UNA CITTA' PROLETARIA?
Il dato più preoccupante è che abbiamo perso ormai ogni interesse alla conoscenza della composizione sociale delle città ed alla sua dinamica. Assumiamo che la cittadinanza sia una sorta di indistinto collettivo, accomunato dalla circostanza di vivere in un territorio ed utilizzarne le opportunità, di servizi e di lavoro. Vagamente abbiamo notizia di interventi “per il sociale”, che interessano i meno abbienti e gli immigrati.
In positivo, l'essere “comunità” è percepito al più con qualche anelito, in verita non unanime, di campanilismo; di amore per la squadra di calcio; di preoccupazione per la presenza di immigrati invadenti.
Non abbiamo, né ci interessa cercare, dati relativi a quanti siano gli operai che vivono in Città; di quali siano le loro forme di partecipazione sociale, svago, cultura, politica.

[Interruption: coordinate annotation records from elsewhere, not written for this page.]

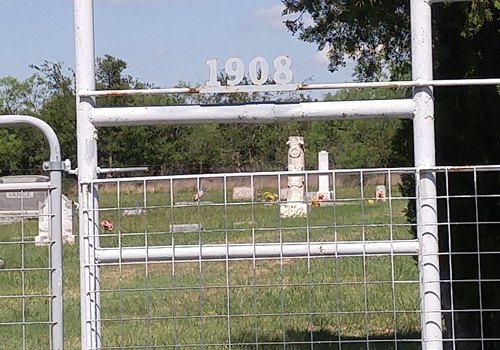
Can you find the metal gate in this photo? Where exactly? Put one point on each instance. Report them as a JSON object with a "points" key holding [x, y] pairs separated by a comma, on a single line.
{"points": [[161, 270], [31, 279]]}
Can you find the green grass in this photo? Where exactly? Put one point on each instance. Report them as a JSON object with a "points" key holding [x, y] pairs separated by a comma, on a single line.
{"points": [[187, 303]]}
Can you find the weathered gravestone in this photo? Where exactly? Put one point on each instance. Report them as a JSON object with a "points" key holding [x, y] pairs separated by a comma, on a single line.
{"points": [[242, 192], [44, 216], [21, 204]]}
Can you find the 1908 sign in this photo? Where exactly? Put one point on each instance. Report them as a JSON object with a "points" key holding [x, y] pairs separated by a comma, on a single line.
{"points": [[258, 71]]}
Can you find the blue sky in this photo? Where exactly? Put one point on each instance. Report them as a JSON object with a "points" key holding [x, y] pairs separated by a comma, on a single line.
{"points": [[163, 41]]}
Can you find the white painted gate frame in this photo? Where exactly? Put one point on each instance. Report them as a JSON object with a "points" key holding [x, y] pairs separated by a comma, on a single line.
{"points": [[420, 109]]}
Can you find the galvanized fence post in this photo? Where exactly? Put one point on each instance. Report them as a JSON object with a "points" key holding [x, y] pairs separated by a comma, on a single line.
{"points": [[424, 150], [55, 166]]}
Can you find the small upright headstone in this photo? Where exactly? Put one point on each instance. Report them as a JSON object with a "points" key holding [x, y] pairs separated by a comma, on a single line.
{"points": [[242, 192], [44, 237], [380, 193], [323, 180], [295, 205], [21, 201]]}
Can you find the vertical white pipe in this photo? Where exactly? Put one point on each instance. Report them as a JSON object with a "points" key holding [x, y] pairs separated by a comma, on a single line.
{"points": [[87, 171], [424, 150]]}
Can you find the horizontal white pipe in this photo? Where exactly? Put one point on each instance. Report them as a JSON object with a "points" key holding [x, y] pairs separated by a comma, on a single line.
{"points": [[25, 186], [121, 170], [292, 87], [253, 113], [248, 251]]}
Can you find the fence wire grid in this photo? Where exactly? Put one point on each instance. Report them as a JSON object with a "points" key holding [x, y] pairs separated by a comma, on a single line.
{"points": [[208, 261], [25, 286]]}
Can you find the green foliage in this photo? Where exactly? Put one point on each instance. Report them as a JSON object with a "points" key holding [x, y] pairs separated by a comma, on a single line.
{"points": [[375, 33]]}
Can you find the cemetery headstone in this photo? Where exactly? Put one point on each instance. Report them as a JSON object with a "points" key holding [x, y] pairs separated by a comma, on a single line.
{"points": [[44, 215], [242, 193], [295, 205]]}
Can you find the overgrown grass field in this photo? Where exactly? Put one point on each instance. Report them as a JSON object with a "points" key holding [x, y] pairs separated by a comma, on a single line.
{"points": [[304, 303]]}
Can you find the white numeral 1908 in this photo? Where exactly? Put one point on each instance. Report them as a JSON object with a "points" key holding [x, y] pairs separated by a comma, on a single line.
{"points": [[258, 71]]}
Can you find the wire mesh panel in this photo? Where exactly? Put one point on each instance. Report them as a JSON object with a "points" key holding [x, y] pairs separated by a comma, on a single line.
{"points": [[210, 261], [469, 210], [26, 294]]}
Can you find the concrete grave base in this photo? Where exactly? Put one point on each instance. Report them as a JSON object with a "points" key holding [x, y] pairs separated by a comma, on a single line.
{"points": [[294, 210]]}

I circoli e moltissimi bar che del circolo hanno mutuato struttura e logistica, sono il punto di riferimento di una umanità, la cui partecipazione alla vita sociale e politica passa nei migliori dei casi dalla lettura frettolosa della cronaca di Pisa, letta sul Tirreno trovato al bar.
Per il resto, abbiamo un imponente pubblico impiego, dentro il quale operano persone con competenze professionali di base e di eccellenza; al quale si deve sostanzialmente la tenuta sociale ed economica della Città; ma al quale è stata tolta la parola, con una aggressione sistematica e scientificamente volta a questo risultato.

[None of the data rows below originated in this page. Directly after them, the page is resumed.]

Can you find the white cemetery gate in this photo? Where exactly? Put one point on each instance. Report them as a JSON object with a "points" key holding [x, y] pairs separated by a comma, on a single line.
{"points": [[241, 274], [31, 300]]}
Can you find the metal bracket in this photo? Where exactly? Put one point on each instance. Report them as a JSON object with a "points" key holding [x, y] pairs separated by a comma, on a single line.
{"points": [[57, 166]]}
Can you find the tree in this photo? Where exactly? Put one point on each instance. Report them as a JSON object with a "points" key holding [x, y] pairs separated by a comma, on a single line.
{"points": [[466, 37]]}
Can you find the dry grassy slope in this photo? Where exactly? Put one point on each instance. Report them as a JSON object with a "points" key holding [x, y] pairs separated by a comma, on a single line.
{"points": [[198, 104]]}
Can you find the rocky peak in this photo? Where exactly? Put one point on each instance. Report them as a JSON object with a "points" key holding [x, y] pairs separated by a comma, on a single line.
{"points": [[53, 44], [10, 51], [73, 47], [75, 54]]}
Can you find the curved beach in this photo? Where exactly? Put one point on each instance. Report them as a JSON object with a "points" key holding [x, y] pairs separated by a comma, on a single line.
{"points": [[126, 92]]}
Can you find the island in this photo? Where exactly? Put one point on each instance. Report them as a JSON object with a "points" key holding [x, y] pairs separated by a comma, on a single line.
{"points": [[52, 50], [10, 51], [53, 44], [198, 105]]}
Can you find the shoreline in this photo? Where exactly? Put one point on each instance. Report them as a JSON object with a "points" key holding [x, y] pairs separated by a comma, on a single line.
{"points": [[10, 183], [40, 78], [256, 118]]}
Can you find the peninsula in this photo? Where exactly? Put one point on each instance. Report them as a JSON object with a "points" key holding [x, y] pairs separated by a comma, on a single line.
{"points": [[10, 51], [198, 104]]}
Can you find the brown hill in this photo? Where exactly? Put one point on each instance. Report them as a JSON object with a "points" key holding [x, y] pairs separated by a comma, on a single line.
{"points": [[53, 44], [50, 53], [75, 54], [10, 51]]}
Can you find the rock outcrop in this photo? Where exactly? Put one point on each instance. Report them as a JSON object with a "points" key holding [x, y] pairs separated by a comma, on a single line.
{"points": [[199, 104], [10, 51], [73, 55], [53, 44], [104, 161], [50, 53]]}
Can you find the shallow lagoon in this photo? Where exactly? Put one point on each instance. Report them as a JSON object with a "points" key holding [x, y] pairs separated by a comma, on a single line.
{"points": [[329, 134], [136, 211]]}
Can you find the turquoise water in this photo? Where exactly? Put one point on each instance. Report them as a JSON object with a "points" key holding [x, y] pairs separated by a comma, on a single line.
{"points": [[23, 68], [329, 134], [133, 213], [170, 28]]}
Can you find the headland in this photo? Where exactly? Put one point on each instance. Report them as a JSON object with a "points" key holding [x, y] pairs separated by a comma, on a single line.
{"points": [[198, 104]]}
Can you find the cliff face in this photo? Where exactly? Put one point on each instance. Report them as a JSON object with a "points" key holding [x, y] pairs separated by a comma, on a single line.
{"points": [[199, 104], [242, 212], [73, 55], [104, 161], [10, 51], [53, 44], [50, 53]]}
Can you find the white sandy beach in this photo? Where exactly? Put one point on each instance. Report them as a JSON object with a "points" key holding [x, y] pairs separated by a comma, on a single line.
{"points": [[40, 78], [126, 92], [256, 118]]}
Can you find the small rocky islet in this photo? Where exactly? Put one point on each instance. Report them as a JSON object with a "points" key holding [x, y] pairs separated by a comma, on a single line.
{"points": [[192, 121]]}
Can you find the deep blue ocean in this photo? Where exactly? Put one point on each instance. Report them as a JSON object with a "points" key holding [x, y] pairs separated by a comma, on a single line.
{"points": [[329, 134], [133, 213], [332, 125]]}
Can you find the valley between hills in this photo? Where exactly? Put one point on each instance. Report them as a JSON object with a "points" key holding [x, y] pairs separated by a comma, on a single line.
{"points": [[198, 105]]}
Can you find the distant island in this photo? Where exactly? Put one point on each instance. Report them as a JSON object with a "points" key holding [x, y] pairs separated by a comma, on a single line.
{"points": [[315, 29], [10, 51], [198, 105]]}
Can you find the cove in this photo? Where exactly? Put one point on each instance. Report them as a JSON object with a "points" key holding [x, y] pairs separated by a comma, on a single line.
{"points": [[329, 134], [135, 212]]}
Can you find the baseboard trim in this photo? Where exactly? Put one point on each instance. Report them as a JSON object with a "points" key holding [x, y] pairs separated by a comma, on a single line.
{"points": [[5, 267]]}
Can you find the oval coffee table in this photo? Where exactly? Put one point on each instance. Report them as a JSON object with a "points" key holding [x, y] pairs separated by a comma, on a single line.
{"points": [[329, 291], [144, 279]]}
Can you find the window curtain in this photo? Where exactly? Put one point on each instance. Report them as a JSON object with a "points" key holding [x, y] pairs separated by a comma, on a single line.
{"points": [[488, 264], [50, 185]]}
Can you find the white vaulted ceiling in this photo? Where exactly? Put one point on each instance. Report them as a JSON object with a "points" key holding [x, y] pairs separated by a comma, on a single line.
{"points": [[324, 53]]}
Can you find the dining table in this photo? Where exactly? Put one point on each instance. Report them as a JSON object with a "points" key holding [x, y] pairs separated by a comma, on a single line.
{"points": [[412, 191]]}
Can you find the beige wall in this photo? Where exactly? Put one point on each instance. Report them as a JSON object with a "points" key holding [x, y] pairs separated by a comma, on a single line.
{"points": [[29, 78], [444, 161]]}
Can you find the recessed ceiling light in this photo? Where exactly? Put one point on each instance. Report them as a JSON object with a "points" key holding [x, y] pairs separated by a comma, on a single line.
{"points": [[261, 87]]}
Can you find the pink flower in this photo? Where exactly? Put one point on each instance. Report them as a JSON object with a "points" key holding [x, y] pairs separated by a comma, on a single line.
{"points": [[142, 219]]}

Anche i reparti più “attivi” del commercio sono in verità una realtà di cui conosciamo ben poco. La loro voce ci arriva distorta da organizzazioni che dovrebbero rappresentarli, ma che invece si preoccuapno unicamente della loro sopravvivenza in rapporto alle mosse degli altri attori del teatrino della politica.
Sparita ormai quasi completamente dal centro storico la presenza di commercianti autonomi, sparito il reparto alimentazione e gastronomia, spariti i negozi di abbigliamento fuori dal giro delle grandi firme, i negozi di Città sono popolati da un proletariato accecato dalla ideologia dell'apparenza e ormai incapaci di esercitare una qualunque funzione di connessione sociale.

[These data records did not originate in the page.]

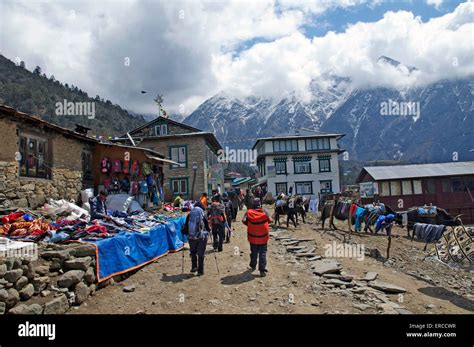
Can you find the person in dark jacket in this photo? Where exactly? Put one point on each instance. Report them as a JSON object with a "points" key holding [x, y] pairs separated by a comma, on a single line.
{"points": [[197, 232], [257, 222], [99, 207]]}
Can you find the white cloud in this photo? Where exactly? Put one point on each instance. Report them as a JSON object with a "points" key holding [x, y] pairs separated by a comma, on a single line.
{"points": [[187, 49]]}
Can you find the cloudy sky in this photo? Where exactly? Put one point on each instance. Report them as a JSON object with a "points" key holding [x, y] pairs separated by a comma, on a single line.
{"points": [[190, 50]]}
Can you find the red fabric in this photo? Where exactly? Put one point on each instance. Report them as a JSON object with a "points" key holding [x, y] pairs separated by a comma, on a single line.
{"points": [[257, 226], [12, 217]]}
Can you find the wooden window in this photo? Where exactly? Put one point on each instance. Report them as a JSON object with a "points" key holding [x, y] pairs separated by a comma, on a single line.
{"points": [[304, 187], [407, 187], [281, 188], [35, 157], [395, 188], [325, 186]]}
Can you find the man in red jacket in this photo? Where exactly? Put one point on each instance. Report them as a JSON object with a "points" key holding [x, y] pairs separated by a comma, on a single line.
{"points": [[257, 220]]}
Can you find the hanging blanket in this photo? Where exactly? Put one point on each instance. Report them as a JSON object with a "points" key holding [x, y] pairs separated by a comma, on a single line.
{"points": [[130, 250], [427, 211], [428, 232]]}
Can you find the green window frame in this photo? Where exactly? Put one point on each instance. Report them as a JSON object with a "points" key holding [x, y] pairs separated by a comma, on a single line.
{"points": [[176, 150], [279, 186], [299, 186], [179, 185]]}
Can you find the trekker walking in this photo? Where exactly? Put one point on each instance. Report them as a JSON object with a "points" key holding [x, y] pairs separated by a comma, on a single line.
{"points": [[197, 228], [217, 218], [257, 222], [228, 212]]}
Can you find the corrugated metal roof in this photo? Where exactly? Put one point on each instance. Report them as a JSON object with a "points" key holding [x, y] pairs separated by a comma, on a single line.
{"points": [[420, 170]]}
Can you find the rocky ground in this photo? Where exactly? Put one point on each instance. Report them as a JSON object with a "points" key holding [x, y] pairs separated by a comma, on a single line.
{"points": [[300, 279]]}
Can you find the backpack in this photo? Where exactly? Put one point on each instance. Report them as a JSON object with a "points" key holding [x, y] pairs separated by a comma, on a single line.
{"points": [[135, 188], [135, 168], [146, 169], [195, 223], [217, 213], [117, 168], [126, 167], [228, 209], [105, 165]]}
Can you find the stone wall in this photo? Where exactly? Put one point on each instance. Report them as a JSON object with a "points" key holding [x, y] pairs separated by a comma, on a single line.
{"points": [[64, 276], [18, 191]]}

Il tentativo di creare un collante nuovo, partendo da una “vision” della città ,la città dei primati, poteva essere apprezzabile, se non si fosse scelta la strada di usare catalizzatori chimici, come quello di un “orgoglio pisano” costruito sulla paura dello straniero immigrato e su una incomprensibile (a sinistra) xenofobia nei confronti dei rom.
A pisa c'erano stati negli anni 70 due grandi fatti che hanno costituito un punto di riferimento per tutta l'azione di governo della sinistra.
La creazione del Parco, a dimostrazone della assunzione della questione ambientale come questione centrale nel determinare la qualità dello sviluppo. Il disegno culturale di una città tollerante, che trovò nel libro di Athos Bigogniali Una Città Proletaria un riferimento di letteratura, ma che permeò tutta l'azione amministrativa, prima di Granchi, poi di Floriani e di Fontanelli.
Pisa paradiso degli esuli, il Paradiso di cui poi parlò Haring, ricalcando parole che alla fine dell'800 e agli inizi del 900 avevano posto la base per la costruzione della identità di una città cosmpolita e metropolitana, colta e proletaria, moderna e tollerante.